Ignition Coil swap on 1994 4.0

Car refused to start yesterday morning. First time in 20 years! Anyway, popping a spare spark plug into one of the leads showed a reddish purple spark and I had a new ignition coil in my “in case of emergency” kit in the boot so set to swapping it out.

The ROM shows two leads to each LT post on the coil - on the positive side sure enough I had two.
On the negative side I only had one, but I did have small black wire connected to one of the bolts holding the clamp to the inner wing. Any other 4.0 owners confirm that’s the same?

Anyway, I wired the new one exactly the way the old one was and car started up (after a little cranking because it was a a bit flooded) and is driving great with the coil wired that way. Just thought the difference in the ROM was interesting.

BTW the old coil measured 22ohms on the primary and 7.1 kohms on the secondary when cold and probably worse when warm.

Just for a record of comparison, what does the replacement coil measure at the same points - Tex Terry, II - 1991 XJS V12 Classic Coupe, 1986 XJS V12 Coupe - sent 11/17/2020 1723hrs. EST USA.

Slightly different coil won’t make much difference if the external dimensions aresimilar and the size of terminals is the same. AJ6 engine is prepared for that (AJ16 obviously not…). Some peopke are changing coils to bigger. Bigger coil usually means stronger spark. Stronger spark means more effective ignition. Usually in 2stroke engines I’m afraid…

what does the replacement coil measure at the same points?

I should have measured that at the time, but was in a hurry to get going and get to work… Now that I have measured it I’m more confused!

Old Coil: Primary = 22ohms Secondary = 7.1kohms
New Coil: Primary = 0.7 ohms, Secondary = 7.2kohms.

The specs in the ROM call for Primary = 0.5ohms plus/minus 10% and Secondary 6k ohms plus/minus 10%

So, the new coil (bought from popular jaguar specialist in UK using the correct Jaguar part number) is already out of spec, though clearly still works.

Hello Jamesken - prior to taken the measurements, did you touch both ends of the meter leads to each other so as to determine the meter’s lead resistance(this is a normal procedure prior to doing any ohms test) - this is generally 0.3 ohm to 0.4 ohm - using this information, subtracted from your test results, would give a more accurate result of the coil tests - therefore, your primary result “could” be possibly closer to specs - Tex Terry, II - 1991 XJS V12 Classic Coupe, 1986 XJS V12 Coupe - sent 11/20/2020 1311hrs. EST USA.
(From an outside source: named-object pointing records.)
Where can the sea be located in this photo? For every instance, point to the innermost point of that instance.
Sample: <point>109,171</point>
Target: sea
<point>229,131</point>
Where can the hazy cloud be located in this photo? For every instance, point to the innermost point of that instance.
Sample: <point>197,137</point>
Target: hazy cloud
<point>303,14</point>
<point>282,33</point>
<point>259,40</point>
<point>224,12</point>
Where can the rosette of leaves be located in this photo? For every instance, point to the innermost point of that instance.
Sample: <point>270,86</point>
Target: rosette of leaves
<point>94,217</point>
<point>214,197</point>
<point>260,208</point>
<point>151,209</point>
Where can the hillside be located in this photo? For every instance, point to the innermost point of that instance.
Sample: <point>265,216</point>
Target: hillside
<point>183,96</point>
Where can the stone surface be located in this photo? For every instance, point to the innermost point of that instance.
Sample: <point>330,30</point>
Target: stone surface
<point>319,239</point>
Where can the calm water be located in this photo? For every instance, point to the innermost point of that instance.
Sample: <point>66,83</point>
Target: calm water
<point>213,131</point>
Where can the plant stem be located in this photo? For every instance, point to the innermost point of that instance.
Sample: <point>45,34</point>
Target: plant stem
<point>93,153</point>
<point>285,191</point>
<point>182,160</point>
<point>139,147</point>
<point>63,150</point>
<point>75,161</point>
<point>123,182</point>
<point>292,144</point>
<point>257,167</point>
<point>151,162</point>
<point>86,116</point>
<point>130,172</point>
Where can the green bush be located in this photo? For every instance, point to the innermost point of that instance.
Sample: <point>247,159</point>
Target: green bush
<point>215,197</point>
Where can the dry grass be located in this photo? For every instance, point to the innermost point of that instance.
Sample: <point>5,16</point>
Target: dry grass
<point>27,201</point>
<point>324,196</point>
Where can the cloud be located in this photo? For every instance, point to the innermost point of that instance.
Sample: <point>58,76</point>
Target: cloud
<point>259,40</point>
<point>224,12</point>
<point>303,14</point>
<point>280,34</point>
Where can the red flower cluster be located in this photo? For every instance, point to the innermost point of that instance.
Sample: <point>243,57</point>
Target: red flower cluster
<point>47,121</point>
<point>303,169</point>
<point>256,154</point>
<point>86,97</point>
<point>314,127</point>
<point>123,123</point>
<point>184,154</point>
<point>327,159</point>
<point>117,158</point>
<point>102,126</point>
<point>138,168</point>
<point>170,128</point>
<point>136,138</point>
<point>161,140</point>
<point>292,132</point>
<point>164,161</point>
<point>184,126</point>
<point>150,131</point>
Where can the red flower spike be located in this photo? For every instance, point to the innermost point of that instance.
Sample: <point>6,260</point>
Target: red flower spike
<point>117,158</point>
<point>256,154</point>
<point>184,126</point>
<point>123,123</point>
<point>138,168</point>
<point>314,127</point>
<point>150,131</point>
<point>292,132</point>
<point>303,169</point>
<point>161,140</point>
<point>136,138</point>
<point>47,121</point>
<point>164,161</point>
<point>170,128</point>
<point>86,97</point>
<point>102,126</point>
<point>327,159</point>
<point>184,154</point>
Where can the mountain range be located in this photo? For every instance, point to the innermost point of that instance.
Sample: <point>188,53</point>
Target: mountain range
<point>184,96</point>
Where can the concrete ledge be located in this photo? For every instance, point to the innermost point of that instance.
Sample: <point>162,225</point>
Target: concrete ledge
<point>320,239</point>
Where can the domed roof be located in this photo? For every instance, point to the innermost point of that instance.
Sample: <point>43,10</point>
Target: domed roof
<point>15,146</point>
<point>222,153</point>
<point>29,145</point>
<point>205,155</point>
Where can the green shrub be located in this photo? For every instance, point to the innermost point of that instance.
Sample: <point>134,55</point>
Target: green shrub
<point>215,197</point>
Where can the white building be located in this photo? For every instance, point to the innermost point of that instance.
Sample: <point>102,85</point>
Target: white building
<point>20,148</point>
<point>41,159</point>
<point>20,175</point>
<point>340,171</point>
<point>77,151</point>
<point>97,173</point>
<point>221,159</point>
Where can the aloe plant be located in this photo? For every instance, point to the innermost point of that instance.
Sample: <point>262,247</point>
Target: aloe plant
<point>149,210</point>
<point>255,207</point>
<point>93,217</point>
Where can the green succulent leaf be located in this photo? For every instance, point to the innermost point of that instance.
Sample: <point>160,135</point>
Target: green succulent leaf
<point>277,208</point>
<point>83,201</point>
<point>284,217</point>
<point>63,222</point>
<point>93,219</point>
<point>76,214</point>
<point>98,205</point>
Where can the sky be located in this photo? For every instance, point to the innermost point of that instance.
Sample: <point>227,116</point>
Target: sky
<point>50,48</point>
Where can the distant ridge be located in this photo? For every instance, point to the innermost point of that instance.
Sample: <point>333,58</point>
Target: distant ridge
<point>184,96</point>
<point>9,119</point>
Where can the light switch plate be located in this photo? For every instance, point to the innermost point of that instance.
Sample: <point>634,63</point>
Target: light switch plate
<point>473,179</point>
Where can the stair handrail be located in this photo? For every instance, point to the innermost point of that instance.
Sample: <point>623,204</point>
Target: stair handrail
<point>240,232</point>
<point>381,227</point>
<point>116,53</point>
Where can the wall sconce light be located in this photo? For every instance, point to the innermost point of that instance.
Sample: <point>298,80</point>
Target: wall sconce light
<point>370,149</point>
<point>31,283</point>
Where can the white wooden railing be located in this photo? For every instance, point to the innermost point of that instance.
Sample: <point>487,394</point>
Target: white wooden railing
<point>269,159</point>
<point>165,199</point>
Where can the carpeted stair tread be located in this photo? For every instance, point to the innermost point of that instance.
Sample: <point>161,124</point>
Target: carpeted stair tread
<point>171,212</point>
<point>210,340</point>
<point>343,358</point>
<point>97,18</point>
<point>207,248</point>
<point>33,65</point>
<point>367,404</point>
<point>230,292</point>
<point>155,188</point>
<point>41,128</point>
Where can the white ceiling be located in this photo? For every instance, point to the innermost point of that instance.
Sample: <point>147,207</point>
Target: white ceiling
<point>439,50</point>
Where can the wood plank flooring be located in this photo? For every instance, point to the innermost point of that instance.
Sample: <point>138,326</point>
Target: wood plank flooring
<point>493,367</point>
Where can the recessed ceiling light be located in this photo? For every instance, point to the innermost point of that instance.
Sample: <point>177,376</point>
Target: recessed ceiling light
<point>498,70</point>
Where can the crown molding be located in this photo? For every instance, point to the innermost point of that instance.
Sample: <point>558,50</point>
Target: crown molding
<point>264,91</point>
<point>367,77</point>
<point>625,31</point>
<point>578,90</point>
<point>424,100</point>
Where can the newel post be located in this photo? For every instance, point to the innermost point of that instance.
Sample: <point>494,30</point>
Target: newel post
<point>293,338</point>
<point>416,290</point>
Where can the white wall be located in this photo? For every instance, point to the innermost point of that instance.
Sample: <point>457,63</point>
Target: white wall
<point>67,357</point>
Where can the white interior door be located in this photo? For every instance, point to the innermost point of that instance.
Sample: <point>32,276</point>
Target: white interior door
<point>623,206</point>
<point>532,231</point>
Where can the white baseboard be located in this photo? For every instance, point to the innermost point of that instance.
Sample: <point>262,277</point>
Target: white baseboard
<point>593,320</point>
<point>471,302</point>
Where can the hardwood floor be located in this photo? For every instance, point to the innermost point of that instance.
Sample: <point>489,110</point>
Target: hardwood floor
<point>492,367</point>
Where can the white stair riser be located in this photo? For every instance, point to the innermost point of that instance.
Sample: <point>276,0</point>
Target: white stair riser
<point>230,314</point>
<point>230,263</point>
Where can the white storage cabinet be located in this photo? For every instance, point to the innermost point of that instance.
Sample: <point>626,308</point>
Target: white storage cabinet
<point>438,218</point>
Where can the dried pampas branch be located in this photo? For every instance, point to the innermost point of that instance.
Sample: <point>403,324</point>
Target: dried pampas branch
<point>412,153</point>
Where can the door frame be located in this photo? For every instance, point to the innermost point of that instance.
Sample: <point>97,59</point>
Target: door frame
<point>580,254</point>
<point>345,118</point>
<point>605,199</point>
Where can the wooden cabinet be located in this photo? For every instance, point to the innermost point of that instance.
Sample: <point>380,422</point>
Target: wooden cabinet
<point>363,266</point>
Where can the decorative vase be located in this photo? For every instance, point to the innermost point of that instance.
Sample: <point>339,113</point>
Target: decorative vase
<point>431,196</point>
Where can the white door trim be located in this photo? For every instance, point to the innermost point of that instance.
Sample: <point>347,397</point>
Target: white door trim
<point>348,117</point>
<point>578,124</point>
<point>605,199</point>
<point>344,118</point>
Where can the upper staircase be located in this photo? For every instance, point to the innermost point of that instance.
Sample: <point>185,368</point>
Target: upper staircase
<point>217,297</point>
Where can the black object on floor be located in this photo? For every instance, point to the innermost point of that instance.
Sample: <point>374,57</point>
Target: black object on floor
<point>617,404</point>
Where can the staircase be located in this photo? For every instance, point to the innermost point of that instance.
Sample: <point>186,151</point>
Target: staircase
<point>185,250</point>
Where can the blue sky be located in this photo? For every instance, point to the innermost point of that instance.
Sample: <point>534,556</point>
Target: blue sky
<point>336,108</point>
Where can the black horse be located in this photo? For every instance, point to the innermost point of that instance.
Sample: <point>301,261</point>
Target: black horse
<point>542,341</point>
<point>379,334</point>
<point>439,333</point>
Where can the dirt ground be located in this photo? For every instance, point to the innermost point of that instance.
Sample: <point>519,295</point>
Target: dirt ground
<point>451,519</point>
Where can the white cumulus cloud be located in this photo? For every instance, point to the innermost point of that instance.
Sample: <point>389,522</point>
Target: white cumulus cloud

Your old coil was clearly FUBAR.

By chance would you happen to know the part number of the coil that you used?

Well I don’t know about completely FUBAR but it was 26 years old so no point putting it back in just because I forgot to use my multimeter correctly!

Hi A.J, I ordered it from Jaguar Classic Parts using PN DBC1140. It came in it’s Bosch box, not in a Jaguar box, but there is no marking on the box. I didn’t think to look for any original Bosch part number before fitting it and if there is any marking on the coil itself it must be on the part I can’t see.